That's great! if there is one thing I would recommend, and I have never shipped live plants before, but I would say it would be best to send products out no later than Tuesday, just to ensure they get to the location in time. Sitting in a post office over the weekend, may just kill them off....just a thought  I'm going over to have a look now


----------



## Fishfur (Mar 4, 2012)

I was just reminded, I missed two stores.. PJs, in Square One, and in Sherway Gardens also. I've been into the Sq One store and it's great. Brent is a great guy and they have good quality stuff.. the Sherway store I have not been into for years, but I haven't heard anything bad about it. SQ One is at Burnhamthorpe and Hwy 10, accessible from the 403, and easy to get to. Park outside Walmart, go in and down the moving ramp, to the mall entrance, PJs is just a door or two down from there on the right hand side. Sherway, I'd have to call and find out where they are, been too long since I went there, but the mall is easily accessible from the QE Way or the 427 South, and occupies the land on the corner of the Queensway and West Mall all the way over to the 427 overpass.

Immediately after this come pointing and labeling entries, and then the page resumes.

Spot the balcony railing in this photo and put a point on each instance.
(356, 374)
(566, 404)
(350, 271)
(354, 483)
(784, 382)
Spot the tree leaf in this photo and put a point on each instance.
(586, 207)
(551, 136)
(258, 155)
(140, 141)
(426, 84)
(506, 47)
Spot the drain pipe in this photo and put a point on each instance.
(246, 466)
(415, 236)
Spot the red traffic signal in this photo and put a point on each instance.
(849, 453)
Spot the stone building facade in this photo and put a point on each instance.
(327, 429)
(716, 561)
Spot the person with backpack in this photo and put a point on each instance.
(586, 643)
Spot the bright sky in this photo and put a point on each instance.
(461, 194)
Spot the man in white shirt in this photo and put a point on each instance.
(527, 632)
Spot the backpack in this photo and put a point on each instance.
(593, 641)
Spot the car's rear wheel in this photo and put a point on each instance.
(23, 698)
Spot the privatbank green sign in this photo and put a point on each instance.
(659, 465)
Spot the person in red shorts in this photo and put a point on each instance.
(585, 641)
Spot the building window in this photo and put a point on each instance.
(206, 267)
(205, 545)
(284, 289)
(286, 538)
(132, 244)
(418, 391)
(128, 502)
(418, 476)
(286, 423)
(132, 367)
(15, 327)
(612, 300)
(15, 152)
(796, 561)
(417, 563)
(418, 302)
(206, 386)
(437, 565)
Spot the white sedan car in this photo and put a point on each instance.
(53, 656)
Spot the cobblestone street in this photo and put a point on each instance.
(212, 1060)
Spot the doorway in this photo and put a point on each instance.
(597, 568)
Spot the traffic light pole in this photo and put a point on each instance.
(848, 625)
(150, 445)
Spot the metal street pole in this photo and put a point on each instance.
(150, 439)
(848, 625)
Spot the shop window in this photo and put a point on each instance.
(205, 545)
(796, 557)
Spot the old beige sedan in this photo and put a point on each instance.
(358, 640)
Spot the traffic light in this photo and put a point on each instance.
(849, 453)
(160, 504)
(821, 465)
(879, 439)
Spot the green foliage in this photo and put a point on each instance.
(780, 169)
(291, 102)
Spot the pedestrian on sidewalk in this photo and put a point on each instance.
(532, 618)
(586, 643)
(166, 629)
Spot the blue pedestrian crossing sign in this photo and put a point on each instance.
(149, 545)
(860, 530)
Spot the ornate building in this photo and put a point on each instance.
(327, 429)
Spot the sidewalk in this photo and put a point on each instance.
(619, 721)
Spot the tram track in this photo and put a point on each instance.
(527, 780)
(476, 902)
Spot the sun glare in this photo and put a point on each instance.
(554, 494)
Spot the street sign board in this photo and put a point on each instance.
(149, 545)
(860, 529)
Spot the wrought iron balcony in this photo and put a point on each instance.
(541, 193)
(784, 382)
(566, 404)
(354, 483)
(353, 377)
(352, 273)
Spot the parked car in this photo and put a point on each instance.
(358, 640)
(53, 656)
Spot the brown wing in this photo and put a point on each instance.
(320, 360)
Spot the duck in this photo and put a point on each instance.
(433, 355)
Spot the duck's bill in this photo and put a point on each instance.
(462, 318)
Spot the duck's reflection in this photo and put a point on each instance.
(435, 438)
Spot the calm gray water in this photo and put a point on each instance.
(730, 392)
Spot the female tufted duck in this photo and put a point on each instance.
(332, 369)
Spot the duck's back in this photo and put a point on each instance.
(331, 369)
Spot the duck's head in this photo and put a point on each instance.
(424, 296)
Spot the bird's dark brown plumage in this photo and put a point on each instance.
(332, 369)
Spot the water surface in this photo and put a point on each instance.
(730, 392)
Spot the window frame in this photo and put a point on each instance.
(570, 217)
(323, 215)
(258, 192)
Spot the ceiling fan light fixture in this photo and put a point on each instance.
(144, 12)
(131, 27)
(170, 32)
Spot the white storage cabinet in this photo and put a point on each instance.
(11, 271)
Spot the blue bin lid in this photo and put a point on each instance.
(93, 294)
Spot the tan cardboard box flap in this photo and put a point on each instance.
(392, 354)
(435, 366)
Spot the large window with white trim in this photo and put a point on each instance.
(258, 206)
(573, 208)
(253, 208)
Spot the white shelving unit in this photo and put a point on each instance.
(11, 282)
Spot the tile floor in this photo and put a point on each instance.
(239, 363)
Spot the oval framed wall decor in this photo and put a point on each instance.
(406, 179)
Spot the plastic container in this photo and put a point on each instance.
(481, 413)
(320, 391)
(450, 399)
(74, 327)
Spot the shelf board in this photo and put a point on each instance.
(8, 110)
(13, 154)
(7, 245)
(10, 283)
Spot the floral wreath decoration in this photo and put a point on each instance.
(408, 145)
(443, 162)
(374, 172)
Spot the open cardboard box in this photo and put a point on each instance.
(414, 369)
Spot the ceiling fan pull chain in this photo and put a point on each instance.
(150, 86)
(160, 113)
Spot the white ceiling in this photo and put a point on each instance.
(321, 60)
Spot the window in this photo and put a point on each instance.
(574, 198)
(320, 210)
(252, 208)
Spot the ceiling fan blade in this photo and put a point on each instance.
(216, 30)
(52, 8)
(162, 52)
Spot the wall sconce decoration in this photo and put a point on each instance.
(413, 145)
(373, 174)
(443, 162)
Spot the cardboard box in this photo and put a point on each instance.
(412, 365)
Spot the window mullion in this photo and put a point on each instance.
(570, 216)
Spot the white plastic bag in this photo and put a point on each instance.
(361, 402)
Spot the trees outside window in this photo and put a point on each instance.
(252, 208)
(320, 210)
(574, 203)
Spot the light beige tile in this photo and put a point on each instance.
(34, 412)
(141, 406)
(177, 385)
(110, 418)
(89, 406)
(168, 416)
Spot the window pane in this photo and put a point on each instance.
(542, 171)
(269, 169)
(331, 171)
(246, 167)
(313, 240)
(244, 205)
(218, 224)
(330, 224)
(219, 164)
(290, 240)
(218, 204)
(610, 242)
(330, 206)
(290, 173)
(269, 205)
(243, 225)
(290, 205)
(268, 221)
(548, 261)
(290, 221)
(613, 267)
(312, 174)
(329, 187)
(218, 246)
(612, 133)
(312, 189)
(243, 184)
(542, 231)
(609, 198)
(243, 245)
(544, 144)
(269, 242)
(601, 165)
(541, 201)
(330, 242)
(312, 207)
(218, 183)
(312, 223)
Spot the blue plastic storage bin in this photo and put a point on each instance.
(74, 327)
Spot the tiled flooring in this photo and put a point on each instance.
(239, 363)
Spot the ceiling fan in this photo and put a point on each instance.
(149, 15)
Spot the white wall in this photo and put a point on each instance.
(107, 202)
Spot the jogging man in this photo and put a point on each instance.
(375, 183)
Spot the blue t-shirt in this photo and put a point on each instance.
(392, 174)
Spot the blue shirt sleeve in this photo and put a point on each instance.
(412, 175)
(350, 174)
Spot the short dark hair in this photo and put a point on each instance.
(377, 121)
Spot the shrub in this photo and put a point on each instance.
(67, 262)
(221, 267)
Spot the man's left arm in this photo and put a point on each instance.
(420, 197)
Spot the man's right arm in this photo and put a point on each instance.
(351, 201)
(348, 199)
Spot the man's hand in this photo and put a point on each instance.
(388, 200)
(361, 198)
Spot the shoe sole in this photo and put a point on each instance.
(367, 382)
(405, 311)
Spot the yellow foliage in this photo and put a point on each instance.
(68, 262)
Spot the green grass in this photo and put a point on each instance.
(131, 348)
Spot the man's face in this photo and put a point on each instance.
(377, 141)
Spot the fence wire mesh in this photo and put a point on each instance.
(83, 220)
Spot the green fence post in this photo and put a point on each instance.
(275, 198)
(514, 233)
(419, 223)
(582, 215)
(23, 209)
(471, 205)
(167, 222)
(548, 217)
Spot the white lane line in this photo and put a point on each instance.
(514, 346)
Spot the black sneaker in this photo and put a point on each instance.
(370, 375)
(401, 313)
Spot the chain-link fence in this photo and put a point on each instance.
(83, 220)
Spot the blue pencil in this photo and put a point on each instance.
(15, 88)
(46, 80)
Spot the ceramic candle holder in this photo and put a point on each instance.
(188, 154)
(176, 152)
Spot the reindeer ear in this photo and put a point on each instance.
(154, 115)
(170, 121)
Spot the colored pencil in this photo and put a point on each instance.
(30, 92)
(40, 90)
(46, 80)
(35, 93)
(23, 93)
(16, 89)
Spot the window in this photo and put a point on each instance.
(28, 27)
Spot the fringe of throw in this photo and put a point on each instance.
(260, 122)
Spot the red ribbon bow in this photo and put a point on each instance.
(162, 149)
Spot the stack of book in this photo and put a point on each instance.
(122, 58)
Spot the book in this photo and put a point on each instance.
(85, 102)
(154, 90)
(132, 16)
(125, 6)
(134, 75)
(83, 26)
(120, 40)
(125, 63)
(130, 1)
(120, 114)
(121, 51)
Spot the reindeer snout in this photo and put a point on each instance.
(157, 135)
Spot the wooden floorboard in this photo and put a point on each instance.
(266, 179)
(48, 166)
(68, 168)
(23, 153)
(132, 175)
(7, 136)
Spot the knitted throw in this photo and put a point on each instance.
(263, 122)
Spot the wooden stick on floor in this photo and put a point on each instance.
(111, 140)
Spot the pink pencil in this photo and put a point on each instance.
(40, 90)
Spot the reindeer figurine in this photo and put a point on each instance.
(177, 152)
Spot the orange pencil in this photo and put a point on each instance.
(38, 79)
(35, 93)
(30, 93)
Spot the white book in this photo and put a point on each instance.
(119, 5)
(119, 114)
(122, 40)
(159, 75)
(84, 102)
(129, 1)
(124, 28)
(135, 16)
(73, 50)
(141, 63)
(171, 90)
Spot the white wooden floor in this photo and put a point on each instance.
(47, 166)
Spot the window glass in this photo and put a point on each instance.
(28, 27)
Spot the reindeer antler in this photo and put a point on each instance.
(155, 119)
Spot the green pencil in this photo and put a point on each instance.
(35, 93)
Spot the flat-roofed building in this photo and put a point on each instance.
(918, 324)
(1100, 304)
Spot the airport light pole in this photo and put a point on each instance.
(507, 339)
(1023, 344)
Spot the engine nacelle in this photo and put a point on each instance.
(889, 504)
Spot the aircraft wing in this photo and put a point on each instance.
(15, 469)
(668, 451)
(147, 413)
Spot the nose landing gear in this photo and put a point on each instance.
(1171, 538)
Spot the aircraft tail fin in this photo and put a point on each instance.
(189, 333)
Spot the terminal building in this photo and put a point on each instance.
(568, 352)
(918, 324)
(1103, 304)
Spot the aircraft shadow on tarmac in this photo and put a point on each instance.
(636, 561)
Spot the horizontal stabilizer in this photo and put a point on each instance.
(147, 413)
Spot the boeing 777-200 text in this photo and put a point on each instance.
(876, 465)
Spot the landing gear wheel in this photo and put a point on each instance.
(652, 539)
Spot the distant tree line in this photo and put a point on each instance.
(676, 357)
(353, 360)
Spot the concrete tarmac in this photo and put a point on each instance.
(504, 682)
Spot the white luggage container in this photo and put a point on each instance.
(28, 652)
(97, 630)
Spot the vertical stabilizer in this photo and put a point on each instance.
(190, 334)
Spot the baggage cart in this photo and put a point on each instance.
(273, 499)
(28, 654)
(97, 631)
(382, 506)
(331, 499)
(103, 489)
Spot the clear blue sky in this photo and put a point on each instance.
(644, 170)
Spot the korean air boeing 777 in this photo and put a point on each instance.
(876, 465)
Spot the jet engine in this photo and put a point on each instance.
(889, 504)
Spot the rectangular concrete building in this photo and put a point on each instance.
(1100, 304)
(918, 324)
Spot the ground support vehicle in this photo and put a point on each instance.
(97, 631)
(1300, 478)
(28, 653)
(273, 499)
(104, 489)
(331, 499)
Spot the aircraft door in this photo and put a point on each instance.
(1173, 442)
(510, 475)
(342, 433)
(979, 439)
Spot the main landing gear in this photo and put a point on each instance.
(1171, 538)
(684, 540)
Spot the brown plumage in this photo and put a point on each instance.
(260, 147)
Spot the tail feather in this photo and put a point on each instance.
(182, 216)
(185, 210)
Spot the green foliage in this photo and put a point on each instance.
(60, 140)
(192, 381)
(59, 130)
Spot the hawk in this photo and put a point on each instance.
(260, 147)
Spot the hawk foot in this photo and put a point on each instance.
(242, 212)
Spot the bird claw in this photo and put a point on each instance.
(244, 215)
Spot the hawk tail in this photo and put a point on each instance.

And there are other PJ's as well.. another one out near Winston Churchill and the 403, one in Pickering, etc. Easy to look up.


----------



## danonano (Nov 10, 2011)

*Big Al's in Barrie*

Big Al's in Barrie would be your closest and most convenient. It is very close to the Mapleview exit off the 400. I was there fairly recently and it is a new and clean store. Nice livestock. I think the plants were pretty good too.

good luck
Dan


----------